= Navy Region Center Singapore =

One of eleven naval regions of the U.S. Navy

The Navy Region Centre Singapore (NRCS) is a United States military installation in Admiralty, Sembawang, Singapore, that manages shore support facilities. It does so for departments such as the Department of the Navy (DoN) and Department of Defense (DoD). The centre manages facilities such as administration, Housing, Morale, welfare, family support services and recreation programs.

According to the NRCS Commanding Officer Capt. Scott Murdock (in 2016)“A major part of our mission is taking care of the fleet." Whenever U.S Navy vessels arrive at the port, NRCS and supporting departments like NAVSUP Fleet Logistics Centre Yokosuka, Site Singapore (FLC), Family Readiness Group, Morale, Welfare and Recreation, Navy Exchange, and Navy Federal Credit Union are responsible for supporting the fleet and provide services such as provisions, fuel, postal services, and pier-side support.

==Support==
The NRCS also supports various other wings such as-

- Logistics Group Western Pacific (COMLOGWESTPAC)
- Military Sealift Command Far East (SEALOGFE)
- Military Sealift Fleet Support Command Ship Support Unit Singapore (MSFSC SSU)
- Naval Criminal Investigative Service
- Fleet Industrial Support Center
- Detachment Singapore (FISC)
- United States Coast Guard Detachment Singapore
- Defense Contract Management Agency
- 497th Combat Training Flight
- Air Mobility Squadron Detachment 2

==Facilities==

The NRCS contains some facilities which are accessible to U.S Navy personnel. Some of them are sports facilities, which include baseball fields and scheduled softball matches against other navy departments.

The centre also has the Café Lah Community Center, which contains a coffee shop as well as a theater.

Along the walkway of the headquarters, a barber shop, several souvenir shops are also present.

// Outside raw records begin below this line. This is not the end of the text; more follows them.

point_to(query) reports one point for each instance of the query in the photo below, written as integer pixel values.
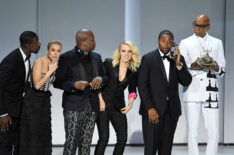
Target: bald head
(203, 18)
(85, 40)
(201, 24)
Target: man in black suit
(14, 72)
(80, 74)
(158, 79)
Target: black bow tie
(27, 58)
(166, 57)
(83, 53)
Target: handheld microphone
(175, 57)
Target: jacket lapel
(79, 65)
(94, 64)
(171, 72)
(21, 60)
(161, 65)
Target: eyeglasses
(199, 26)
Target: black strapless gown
(35, 124)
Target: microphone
(175, 57)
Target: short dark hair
(167, 32)
(27, 38)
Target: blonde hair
(53, 42)
(135, 59)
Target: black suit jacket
(71, 70)
(154, 88)
(113, 93)
(12, 83)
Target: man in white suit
(202, 94)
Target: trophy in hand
(206, 60)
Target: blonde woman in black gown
(122, 73)
(35, 123)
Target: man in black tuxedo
(14, 71)
(80, 74)
(158, 78)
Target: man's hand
(81, 85)
(215, 67)
(153, 116)
(126, 109)
(95, 83)
(177, 55)
(195, 65)
(5, 121)
(102, 105)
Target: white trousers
(211, 120)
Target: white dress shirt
(26, 63)
(166, 63)
(192, 48)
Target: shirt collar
(204, 38)
(162, 54)
(23, 54)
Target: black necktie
(27, 58)
(166, 57)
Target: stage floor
(138, 150)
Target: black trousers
(159, 137)
(119, 123)
(9, 140)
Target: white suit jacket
(204, 86)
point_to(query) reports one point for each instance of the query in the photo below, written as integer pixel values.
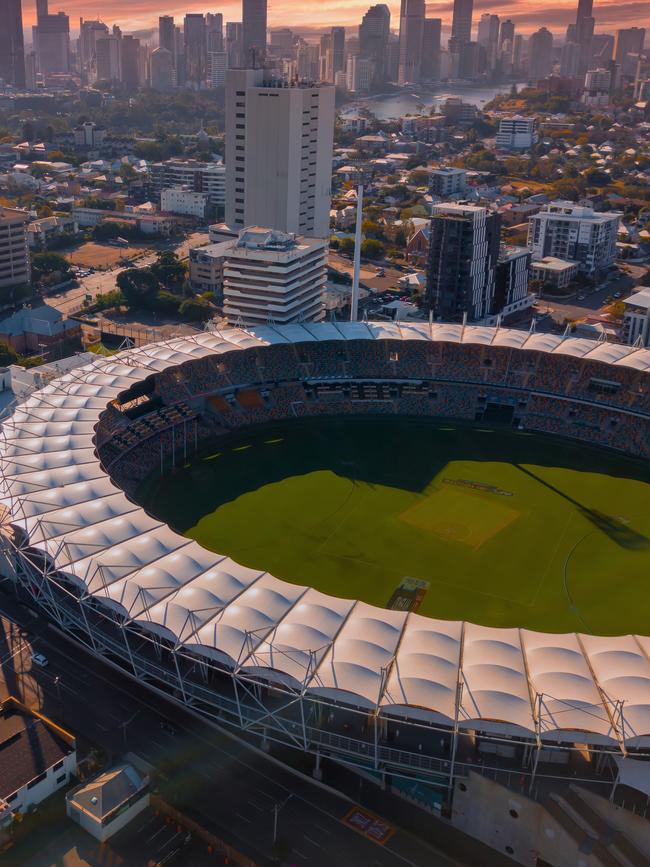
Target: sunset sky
(527, 14)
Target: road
(70, 301)
(227, 785)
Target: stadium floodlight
(354, 301)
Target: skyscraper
(628, 46)
(411, 29)
(52, 43)
(253, 30)
(338, 50)
(109, 58)
(463, 254)
(461, 25)
(234, 44)
(431, 38)
(374, 32)
(167, 33)
(196, 50)
(214, 27)
(540, 54)
(12, 51)
(89, 33)
(488, 39)
(279, 144)
(130, 62)
(161, 69)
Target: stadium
(403, 696)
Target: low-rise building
(108, 803)
(517, 133)
(15, 269)
(448, 182)
(195, 175)
(576, 233)
(37, 757)
(207, 267)
(272, 276)
(554, 272)
(636, 318)
(511, 283)
(89, 135)
(41, 233)
(182, 200)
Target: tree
(196, 309)
(169, 270)
(139, 286)
(7, 355)
(372, 249)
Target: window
(37, 780)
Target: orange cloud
(528, 14)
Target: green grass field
(489, 525)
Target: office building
(540, 54)
(510, 283)
(627, 48)
(447, 182)
(464, 246)
(358, 74)
(598, 86)
(272, 276)
(575, 233)
(217, 68)
(517, 133)
(570, 60)
(253, 31)
(207, 267)
(410, 41)
(14, 250)
(234, 44)
(374, 33)
(338, 50)
(51, 37)
(488, 39)
(89, 33)
(279, 142)
(199, 177)
(636, 319)
(130, 62)
(461, 24)
(88, 135)
(431, 41)
(12, 49)
(196, 50)
(109, 58)
(185, 202)
(167, 34)
(214, 31)
(161, 69)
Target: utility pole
(354, 301)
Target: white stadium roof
(513, 681)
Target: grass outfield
(488, 525)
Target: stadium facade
(392, 692)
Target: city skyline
(528, 15)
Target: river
(407, 101)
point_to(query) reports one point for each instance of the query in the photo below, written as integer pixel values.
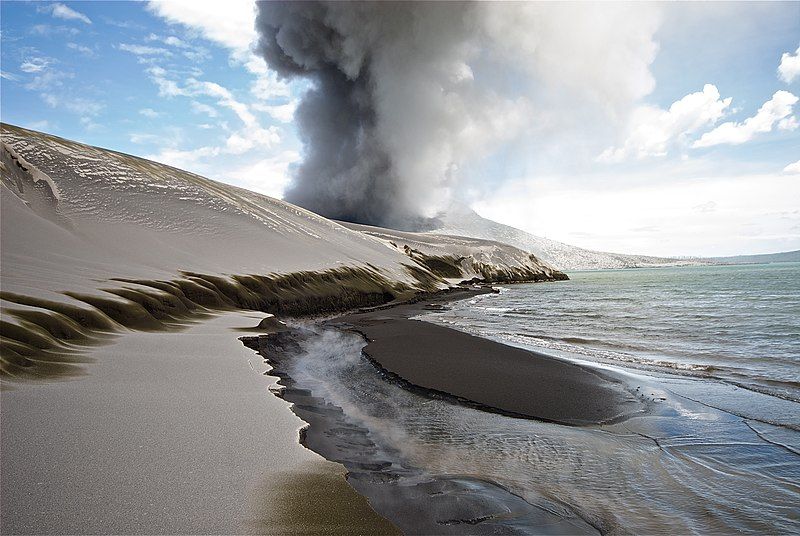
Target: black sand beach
(497, 376)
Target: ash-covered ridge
(96, 242)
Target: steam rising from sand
(404, 95)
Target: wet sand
(168, 433)
(489, 374)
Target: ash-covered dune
(460, 220)
(95, 242)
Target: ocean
(717, 350)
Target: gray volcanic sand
(168, 433)
(505, 378)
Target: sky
(662, 129)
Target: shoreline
(407, 496)
(487, 374)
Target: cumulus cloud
(80, 106)
(282, 112)
(149, 113)
(771, 113)
(144, 50)
(61, 11)
(34, 65)
(652, 131)
(794, 167)
(231, 27)
(86, 51)
(789, 69)
(201, 108)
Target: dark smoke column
(346, 173)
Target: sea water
(714, 348)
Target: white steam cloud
(406, 96)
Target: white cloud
(199, 107)
(144, 138)
(34, 65)
(48, 80)
(268, 85)
(184, 159)
(175, 42)
(789, 69)
(86, 51)
(42, 125)
(770, 113)
(232, 27)
(788, 123)
(652, 131)
(149, 113)
(80, 106)
(60, 11)
(144, 50)
(665, 215)
(269, 176)
(794, 167)
(47, 30)
(282, 112)
(166, 87)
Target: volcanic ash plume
(395, 109)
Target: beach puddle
(431, 465)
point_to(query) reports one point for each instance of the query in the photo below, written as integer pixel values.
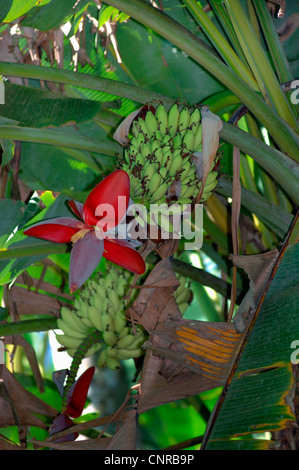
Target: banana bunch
(101, 307)
(160, 153)
(183, 295)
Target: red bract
(103, 210)
(76, 399)
(78, 393)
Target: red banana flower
(104, 208)
(76, 399)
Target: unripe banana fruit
(100, 307)
(167, 141)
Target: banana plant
(179, 101)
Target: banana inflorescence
(160, 152)
(100, 306)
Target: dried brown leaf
(121, 133)
(258, 268)
(18, 406)
(29, 351)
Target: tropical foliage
(197, 349)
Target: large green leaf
(10, 268)
(51, 14)
(259, 394)
(34, 107)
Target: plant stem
(223, 47)
(202, 277)
(84, 80)
(28, 326)
(32, 250)
(286, 138)
(274, 44)
(259, 62)
(79, 355)
(282, 168)
(58, 138)
(271, 215)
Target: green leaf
(51, 15)
(33, 107)
(13, 9)
(11, 267)
(11, 216)
(259, 396)
(8, 148)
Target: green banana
(184, 120)
(151, 123)
(62, 325)
(112, 363)
(95, 318)
(68, 341)
(109, 337)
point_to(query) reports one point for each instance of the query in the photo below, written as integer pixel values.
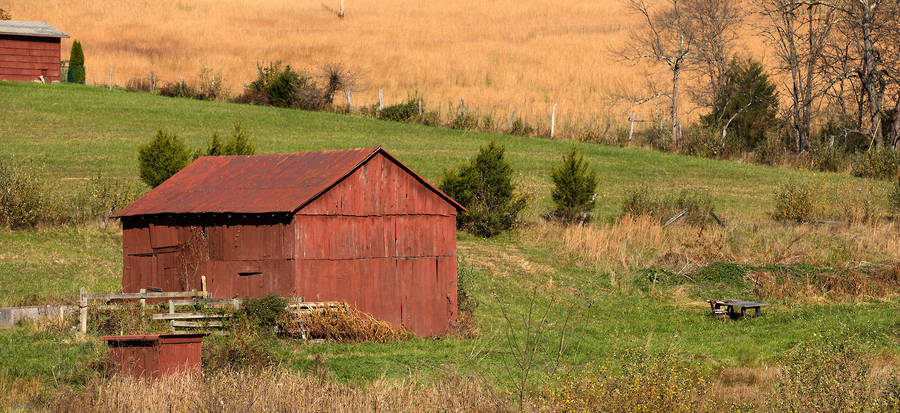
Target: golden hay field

==Safety and Environmental Fair==

In 2016 the NRCS held its Safety and Environmental Fair. The event drew more than 150 visitors and included representatives of the region's medical staff, Child and Youth Programs, Morale, Welfare and Recreation, Public Health Department, Fleet and Family Readiness Group, the Public Safety Department and the Environmental Department. The event is held to promote safety and environmental awareness. It also seeks to educate people about different safety topics and activities such as driving safety, fire extinguishing techniques, Cardiopulmonary resuscitation (CPR), food safety and dental hygiene.